United colors of sugar

Et pensez-vous que l'OMS fasse un distinguo entre sucre blanc ou roux ? raffiné non raffiné ?

Absolument pas.

La seule nuance porte sur le fait qu'il s'agisse de sucre naturellement présent dans les fruits et légumes, et le lait, ou au contraire, celui dit libre, ajouté par les industriels ou artisans à leurs préparations, mais également contenu dans les jus de fruits ou le miel (sic). Pour l'OMS il est difficile de maîtriser la dose du premier contrairement au second.

Ainsi, contrairement à des idées répandues, et largement colportées sur internet, il n'existe pas un sucre meilleur pour la santé qu'un autre. 

Seule la quantité ingérée importe.

 

Ainsi le Muscovado et le sucre de betterave aurait la même valeur ?

Pas tout à fait quand même.

Mais cette fois-ci la différence de valeur porte sur deux autres critères : la provenance et le prix.

 


France-Brésil le match de retour

Vous le savez sûrement, la France est un gros producteur de sucre de betterave, comme l'Europe et la Russie et une partie des Etats-Unis. De la betterave est extrait un sucre naturellement blanc et non raffiné. Elle donne également la vergeoise blonde ou brune et la mélasse.

Le sucre roux ou cassonade est fabriqué à partir de la canne à sucre. Celle-ci est cultivée principalement au Brésil, en Afrique et en Asie. Les Antilles françaises et la Réunion en produisent également. La canne à sucre fournit les sucres dit complets comme le rapadura ou le muscovado.

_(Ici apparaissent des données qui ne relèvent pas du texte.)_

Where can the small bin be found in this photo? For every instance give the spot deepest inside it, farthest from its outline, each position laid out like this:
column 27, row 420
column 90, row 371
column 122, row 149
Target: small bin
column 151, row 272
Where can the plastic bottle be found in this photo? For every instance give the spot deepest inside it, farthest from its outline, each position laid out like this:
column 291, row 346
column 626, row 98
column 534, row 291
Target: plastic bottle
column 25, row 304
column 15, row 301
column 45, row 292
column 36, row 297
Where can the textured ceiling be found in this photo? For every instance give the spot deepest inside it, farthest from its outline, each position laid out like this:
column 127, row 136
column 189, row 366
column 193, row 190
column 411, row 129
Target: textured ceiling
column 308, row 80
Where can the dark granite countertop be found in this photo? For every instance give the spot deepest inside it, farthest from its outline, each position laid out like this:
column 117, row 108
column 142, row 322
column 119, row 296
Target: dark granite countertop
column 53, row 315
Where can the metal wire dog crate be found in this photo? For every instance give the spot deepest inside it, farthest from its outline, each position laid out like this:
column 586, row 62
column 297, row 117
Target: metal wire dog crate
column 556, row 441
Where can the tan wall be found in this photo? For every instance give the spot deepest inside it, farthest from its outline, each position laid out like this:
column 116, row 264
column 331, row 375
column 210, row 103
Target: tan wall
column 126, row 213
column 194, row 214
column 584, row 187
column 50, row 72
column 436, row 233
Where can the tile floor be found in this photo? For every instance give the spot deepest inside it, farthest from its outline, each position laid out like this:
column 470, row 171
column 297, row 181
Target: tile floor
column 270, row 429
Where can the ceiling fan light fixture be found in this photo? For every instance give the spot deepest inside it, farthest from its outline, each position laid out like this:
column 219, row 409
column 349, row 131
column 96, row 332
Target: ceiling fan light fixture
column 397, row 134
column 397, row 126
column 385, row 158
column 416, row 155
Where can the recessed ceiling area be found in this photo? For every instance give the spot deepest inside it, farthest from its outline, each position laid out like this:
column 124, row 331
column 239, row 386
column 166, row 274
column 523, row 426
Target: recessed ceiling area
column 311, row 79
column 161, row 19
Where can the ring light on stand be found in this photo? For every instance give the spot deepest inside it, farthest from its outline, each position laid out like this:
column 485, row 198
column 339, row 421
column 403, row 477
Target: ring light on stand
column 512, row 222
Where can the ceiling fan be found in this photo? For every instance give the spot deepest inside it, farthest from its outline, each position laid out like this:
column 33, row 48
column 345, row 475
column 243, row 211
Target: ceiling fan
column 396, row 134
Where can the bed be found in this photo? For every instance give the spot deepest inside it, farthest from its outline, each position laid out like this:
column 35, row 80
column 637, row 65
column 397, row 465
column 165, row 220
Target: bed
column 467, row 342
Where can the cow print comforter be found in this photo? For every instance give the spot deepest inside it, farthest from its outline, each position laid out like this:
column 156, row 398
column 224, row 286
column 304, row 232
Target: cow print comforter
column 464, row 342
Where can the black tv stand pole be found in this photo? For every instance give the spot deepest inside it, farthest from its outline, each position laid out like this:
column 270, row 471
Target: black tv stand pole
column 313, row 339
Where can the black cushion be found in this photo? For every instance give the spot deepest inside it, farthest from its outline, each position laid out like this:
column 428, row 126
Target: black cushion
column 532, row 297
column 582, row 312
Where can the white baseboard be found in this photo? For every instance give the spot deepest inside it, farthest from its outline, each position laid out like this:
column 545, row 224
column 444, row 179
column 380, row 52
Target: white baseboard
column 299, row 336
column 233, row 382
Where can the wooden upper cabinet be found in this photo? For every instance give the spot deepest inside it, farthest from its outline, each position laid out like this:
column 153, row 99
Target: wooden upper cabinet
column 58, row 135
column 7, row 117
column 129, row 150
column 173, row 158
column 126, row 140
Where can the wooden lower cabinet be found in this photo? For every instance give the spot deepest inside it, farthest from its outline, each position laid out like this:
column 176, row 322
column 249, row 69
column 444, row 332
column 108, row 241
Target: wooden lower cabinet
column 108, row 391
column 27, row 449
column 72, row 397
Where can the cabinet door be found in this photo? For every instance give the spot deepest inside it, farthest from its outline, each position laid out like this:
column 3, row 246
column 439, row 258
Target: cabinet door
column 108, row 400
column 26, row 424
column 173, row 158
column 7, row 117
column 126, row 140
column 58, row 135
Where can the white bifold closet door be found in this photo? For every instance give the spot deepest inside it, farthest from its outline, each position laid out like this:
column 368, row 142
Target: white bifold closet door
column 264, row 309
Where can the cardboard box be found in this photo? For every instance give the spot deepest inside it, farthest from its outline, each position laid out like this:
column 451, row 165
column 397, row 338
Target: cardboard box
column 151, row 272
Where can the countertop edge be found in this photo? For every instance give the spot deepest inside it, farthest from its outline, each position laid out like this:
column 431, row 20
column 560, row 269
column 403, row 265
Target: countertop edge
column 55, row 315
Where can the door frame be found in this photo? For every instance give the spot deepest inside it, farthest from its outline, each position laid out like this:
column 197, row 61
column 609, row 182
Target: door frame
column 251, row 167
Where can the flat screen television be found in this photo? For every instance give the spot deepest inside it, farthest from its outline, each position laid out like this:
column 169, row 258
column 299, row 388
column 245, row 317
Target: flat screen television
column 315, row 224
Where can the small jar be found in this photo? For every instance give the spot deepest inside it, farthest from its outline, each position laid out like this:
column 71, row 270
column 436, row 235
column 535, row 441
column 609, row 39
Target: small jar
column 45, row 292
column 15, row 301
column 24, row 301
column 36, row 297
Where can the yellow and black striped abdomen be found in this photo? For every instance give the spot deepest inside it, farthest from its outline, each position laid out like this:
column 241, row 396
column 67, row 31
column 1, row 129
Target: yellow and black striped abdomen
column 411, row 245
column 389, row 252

Le sucre roux peut également être raffiné et blanchi. C'est ce fameux sucre blanc raffiné, que l'on ne trouve quasiment pas en France.

Les sucres dits alternatifs comme le sucre de Coco, d'Agave ou de Stevia proviennent tous de plantes cultivées dans des pays tropicaux.

Certains sucres contiennent des minéraux ou des vitamines, mais dans des quantités tellement négligeables que ça n'a aucun bénéfice sur l'organisme. Pire encore, comme leur pouvoir sucrant est moindre, on a tendance à en prendre plus.

 

Deuxième piste sur le choix du sucre : sa provenance.

Cette fois-ci, plutôt qu'une piste, c'est un véritable casse-tête. 

Puisqu'aucun sucre n'est meilleur qu'un autre, pour faire un choix éclairé, il reste le bilan carbone de son kilo de sucre.

Culture intensive, besoin en eau, emploi de produits chimiques, distances à parcourir, commerce équitable, conditions de travail : autant de critères qui varient énormément selon le type de sucre et même selon la marque.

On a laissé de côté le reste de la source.